Глава 2.
Я никогда не опаздываю в школу. Потому что выхожу из квартиры в 6:30 утра. После того, как приготовлю Крёстному на завтрак яичницу и сама выпью чай, вприкуску с печеньем.
Прихожу на темную трамвайную остановку, наблюдаю, как кружатся первые снежинки в воздухе. Рядом никого. Ещё слишком рано для вечно спешащих на Сенной рынок бабок, для студентов, опаздывающих на пары в СГУ, для людей, что работают на своих Очень Важных работах.
Из темноты выныривают тени. Зевая, они сползаются к остановке. Тянет сигаретным дымом и бутербродами с колбасой и сыром.
Вдалеке появляется точка, точка трезвонит, заставляя опаздывающих прибавить шаг.

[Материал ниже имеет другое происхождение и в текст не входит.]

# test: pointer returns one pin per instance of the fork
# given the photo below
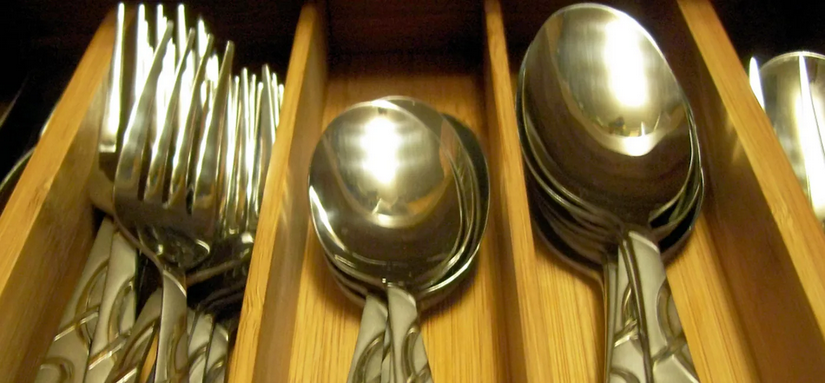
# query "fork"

Уютный желтый свет выхватывает из углов остановки гору пустых бутылок и, мне кажется, силуэт лежащего на лавке человека. Трамвай открывает дребезжащие двери, заскакиваю в них, плюхаюсь на ближайшее место. Показываю издалека кондуктору справку из школы, что я из многодетной семьи. Она меня уже знает и кивает головой. Понимаю, что тонкая деревяшка подо мной не обогревается, и начинаю скакать по другим местам. Пока трамвай скорее пуст, можно выбрать местечко потеплее. Мне ехать 40 минут, а ноги уже заледенели. Кроссовки с двумя парами носков не греют так сильно, как хотелось бы.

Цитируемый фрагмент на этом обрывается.